“Management Investors”: the management members, officers, directors, employees and other members of the management of any Parent Company, the Borrower or any of their respective Subsidiaries, or family members or relatives of any of the foregoing (provided that, solely for purposes of the definition of “Permitted Holders,” such relatives shall include only those Persons who are or become Management Investors in connection with estate planning for or inheritance from other Management Investors, as determined in good faith by the Borrower, which determination shall be conclusive), or trusts, partnerships or limited liability companies for the benefit of any of the foregoing, or any of their heirs, executors, successors and legal representatives, who at any date beneficially own or have the right to acquire, directly or indirectly, Capital Stock of the Borrower, any Restricted Subsidiary or any Parent Company.
“Material Adverse Effect”: a material adverse effect on (a) the business, operations, assets, financial condition or results of operations of the Borrower and its Restricted Subsidiaries, taken as a whole, or (b) the material rights and remedies available to the Administrative Agent and the Lenders, taken as a whole, under the Loan Documents.
“Material Permitted Acquisition”: any Acquisition that is (a) permitted under Section 7.7 of this Agreement and (b) funded with the proceeds of the issuance or sale of debt securities or instruments or the incurrence of Funded Debt generating proceeds of at least $100,000,000.

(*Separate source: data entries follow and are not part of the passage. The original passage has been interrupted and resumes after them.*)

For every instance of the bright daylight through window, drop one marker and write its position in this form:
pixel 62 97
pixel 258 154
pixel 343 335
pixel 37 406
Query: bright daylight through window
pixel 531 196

“Material Real Property”: any Real Property located in the United States and owned in fee by a Loan Party on the Closing Date having an estimated Fair Market Value exceeding $2,500,000 and any after-acquired Real Property located in the United States owned by a Loan Party having a gross purchase price exceeding $2,500,000 at the time of acquisition.
“Materials of Environmental Concern”: any gasoline or petroleum (including crude oil or any fraction thereof) or petroleum products, polychlorinated biphenyls, urea-formaldehyde insulation, asbestos, pollutants, contaminants, radioactivity and any other substances that are defined as hazardous or toxic under any Environmental Law, that are regulated pursuant to any Environmental Law.
“Maximum Incremental Facilities Amount”: at any date of determination, an amount if, after givingproforma effect to the incurrence of such amount (and in the case of any New Revolving Commitments or Revolving Commitment Increase being initially provided on any date of determination, as if loans thereunder were drawn in full on such date) and after giving effect to any acquisition consummated concurrently therewith and all other appropriateproforma adjustment events, the Consolidated Net Senior Secured Leverage Ratio is equal to or less than 3.25:1.00 (it being understood that (A) if pro forma effect is given to the entire committed amount of any such amount, such committed amount may thereafter be borrowed and reborrowed, in whole or in part, from time to time, without further compliance with this clause and (B) for purposes of calculating the Consolidated Net Senior Secured Leverage Ratio only, any such amount incurred shall be treated as if such amount is senior secured Funded Debt, regardless of whether such amount is actually secured).
“Maximum Rate”: as defined in Section 10.20.
“Merger Agreement”: the Agreement and Plan of Merger, dated as of April 20, 2018, by and among HS, Parent, HS Merger Sub, Inc., DVM and Voyager Stockholders’ Representative, solely in its capacity as the representative of DVM, as amended from time to time in accordance with Section 7.16.
“Merger Documents”: collectively, the Merger Agreement, the Distribution Agreement, the Tax Matters Agreement (as defined in the Merger Agreement), the Employee Matters Agreement (as defined in the Merger Agreement), the Transition Services Agreement (as defined in the Merger Agreement) and the other agreements entered into, or to be entered into, by HS, Parent, DVM and their respective Affiliates in connection with the Merger Transactions.